Wie fühlt es sich an, kein Geschlecht zu haben?
Was heißt es für dich, nicht-binär und trans* zu sein?
Sose: Für mich bedeutet das ganz vieles auf einmal. Vor allem aber, dass ich anderen Menschen damit zeigen kann, wer ich bin. Und dass ich mich in meinem Körper immer mehr wohlfühlen darf. Ich finde, jeder Mensch darf das für sich selbst wissen und entscheiden. Dass ich das laut ausspreche, ist für mich auch etwas Politisches. Denn es gibt viele Menschen, die das nicht können. Ich möchte, dass alle Menschen verstehen, dass es mehr als nur zwei Geschlechter gibt. Damit keine Person mehr Angst davor haben muss, sie selbst zu sein.
Wie wirst du angesprochen? Was sind deine Pronomen?
Sose: Ich benutze gar keine Pronomen. Das heißt, wenn jemand über mich spricht, dann finde ich es am besten, wenn nur mein Vorname verwendet wird. Sose ist ein Name, den ich selbstgewählt und eintragen lassen habe. Meinen alten Namen höre ich nicht so gerne. Nicht, weil ich ihn nicht mehr schön finde. Sondern weil er für mich etwas mit einer Person zu tun hat, die ich nicht bin. Viele Menschen haben sehr lange ein falsches Geschlecht damit verknüpft.
Was wünschst du dir von anderen Menschen, wenn sie dich kennenlernen?
Sose: Mir ist es total wichtig, dass Menschen mich genauso behandeln wie alle anderen auch. Dazu gehört, dass sie meinen richtigen Vornamen benutzen und mich richtig ansprechen. Ich glaube, jeder Mensch würde sich komisch damit fühlen, wenn er ein anderes Geschlecht bekommt, als er ist. Ich sag’ doch auch nicht zu einem Jungen, dass er ein Mädchen ist. Oder benutze einen Namen, der mir am besten gefällt, aber nicht dem Jungen, den ich anspreche.
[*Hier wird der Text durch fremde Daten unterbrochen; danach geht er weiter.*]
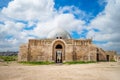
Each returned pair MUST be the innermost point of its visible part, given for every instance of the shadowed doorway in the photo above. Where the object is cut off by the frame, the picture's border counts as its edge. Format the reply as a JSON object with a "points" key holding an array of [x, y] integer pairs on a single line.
{"points": [[58, 53]]}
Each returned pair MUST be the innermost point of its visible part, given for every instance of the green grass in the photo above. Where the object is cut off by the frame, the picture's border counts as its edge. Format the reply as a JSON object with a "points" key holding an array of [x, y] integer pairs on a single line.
{"points": [[37, 63], [8, 58], [79, 62]]}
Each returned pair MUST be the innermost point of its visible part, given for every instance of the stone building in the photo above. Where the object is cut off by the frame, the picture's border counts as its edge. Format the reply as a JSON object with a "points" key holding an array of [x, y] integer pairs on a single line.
{"points": [[60, 47]]}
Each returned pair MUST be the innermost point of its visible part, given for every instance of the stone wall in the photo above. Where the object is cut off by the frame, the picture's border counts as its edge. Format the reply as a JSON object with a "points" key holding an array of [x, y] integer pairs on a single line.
{"points": [[72, 50]]}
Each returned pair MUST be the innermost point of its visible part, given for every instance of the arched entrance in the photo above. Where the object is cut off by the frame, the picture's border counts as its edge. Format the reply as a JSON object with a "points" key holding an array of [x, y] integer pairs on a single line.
{"points": [[58, 54]]}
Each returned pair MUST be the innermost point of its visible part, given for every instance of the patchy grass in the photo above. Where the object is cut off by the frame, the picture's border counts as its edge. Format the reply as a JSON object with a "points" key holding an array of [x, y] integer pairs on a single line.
{"points": [[8, 58], [37, 63], [79, 62]]}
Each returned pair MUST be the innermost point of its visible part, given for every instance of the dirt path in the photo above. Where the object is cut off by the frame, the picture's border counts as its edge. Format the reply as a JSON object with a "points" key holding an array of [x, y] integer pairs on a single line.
{"points": [[94, 71]]}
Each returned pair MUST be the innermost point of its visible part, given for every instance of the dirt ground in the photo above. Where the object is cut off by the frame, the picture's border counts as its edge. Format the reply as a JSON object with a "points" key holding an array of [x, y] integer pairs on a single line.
{"points": [[93, 71]]}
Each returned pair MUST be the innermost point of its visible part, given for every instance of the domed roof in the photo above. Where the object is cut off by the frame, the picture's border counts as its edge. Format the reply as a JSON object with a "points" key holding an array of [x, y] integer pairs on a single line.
{"points": [[59, 33]]}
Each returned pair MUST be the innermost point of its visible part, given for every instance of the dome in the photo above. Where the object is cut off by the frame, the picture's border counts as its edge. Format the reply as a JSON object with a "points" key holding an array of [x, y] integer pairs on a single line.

Viele Menschen verstehen das aber nicht. Sie sagen, dass sie das nicht nachempfinden können, kein Geschlecht zu haben. Ich wünsche mir, dass Menschen das einfach akzeptieren. Weil es dabei nicht um sie, sondern um mich oder andere nicht-binäre Menschen geht. Zum Glück gibt es aber auch viele, die mir zuhören.
Wann und wie hast du gemerkt, dass du nicht-binär bist?
Sose: Bei mir Zuhause gab es keine klassischen Geschlechterrollen. Ich durfte immer anziehen, was ich wollte. Und auch cool finden, was für mich cool war. Ich weiß aber, dass ich es immer ziemlich komisch fand, wenn jemand zu mir "Mädchen" gesagt hat. Und ich konnte nicht genau erklären, warum. Ich hab mich damit überhaupt nicht wohlgefühlt. Am besten hat es mir dann gefallen, mich in andere Charaktere reinzuträumen. Die alles machen durften, was sie wollten. Ich glaube, damals habe ich schon gemerkt, dass ich nicht-binär bin. Das zu beschrieben hat ziemlich lange gedauert, weil ich irgendwann Angst davor hatte.
Gab es für dich Schwierigkeiten beim älter werden?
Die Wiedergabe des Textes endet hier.